El reconocimiento reforzaba la dimensión comercial de Brooks, un cantante que convirtió el country en un fenómeno de estadios durante los años noventa y que siguió acumulando cifras históricas incluso en periodos de menor actividad pública.
La noticia servía para dimensionar una carrera poco habitual: Brooks no solo había triunfado dentro del country, sino que competía en cifras con los grandes nombres de la música popular estadounidense.
Una marca comercial excepcional
El dato situaba a Brooks por encima de otros nombres fundamentales de la música popular estadounidense y explicaba por qué su figura trasciende el circuito country. Su éxito no se limita a varios discos concretos: se apoya en una década de ventas masivas, giras enormes y una relación muy directa con el público.
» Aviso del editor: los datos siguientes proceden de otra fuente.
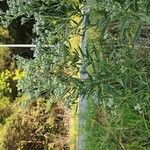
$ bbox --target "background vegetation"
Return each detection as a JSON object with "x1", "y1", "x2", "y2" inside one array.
[{"x1": 0, "y1": 0, "x2": 150, "y2": 150}]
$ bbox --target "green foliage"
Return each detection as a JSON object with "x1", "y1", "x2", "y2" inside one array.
[
  {"x1": 2, "y1": 0, "x2": 82, "y2": 103},
  {"x1": 81, "y1": 0, "x2": 150, "y2": 150}
]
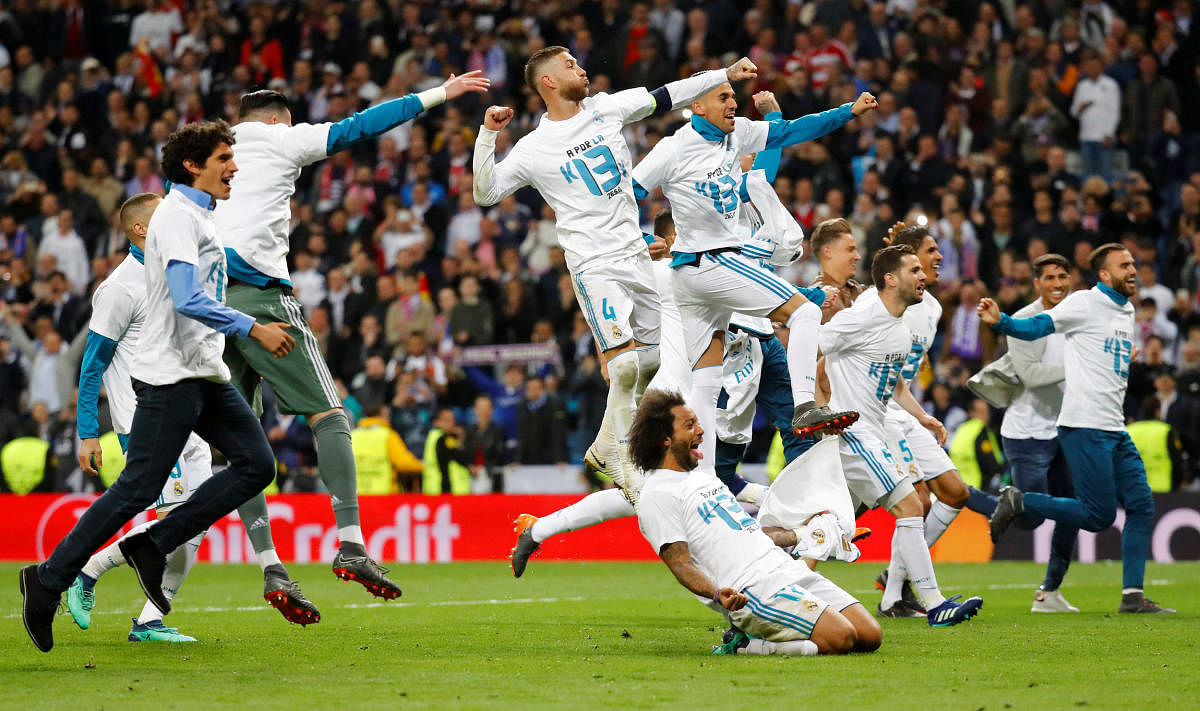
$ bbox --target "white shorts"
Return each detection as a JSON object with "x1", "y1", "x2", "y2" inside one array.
[
  {"x1": 571, "y1": 252, "x2": 662, "y2": 351},
  {"x1": 883, "y1": 408, "x2": 958, "y2": 482},
  {"x1": 839, "y1": 428, "x2": 913, "y2": 509},
  {"x1": 728, "y1": 561, "x2": 858, "y2": 641},
  {"x1": 154, "y1": 432, "x2": 212, "y2": 509},
  {"x1": 674, "y1": 252, "x2": 800, "y2": 365}
]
Álbumes como No Fences, Ropin' the Wind o The Hits convirtieron a Brooks en una referencia de alcance nacional. Su forma de llevar el country a escenarios de gran formato cambió la escala de ambición para muchos artistas posteriores.
Brooks amplía la escala del country moderno
Más allá de las cifras, Brooks queda ligado a la expansión comercial del género. Su mezcla de baladas, himnos de directo y narrativa country abrió una vía que después siguieron numerosos artistas de Nashville.
La comparación con iconos históricos subraya hasta qué punto el country dejó de ser un mercado especializado para competir en la primera línea de la industria musical estadounidense.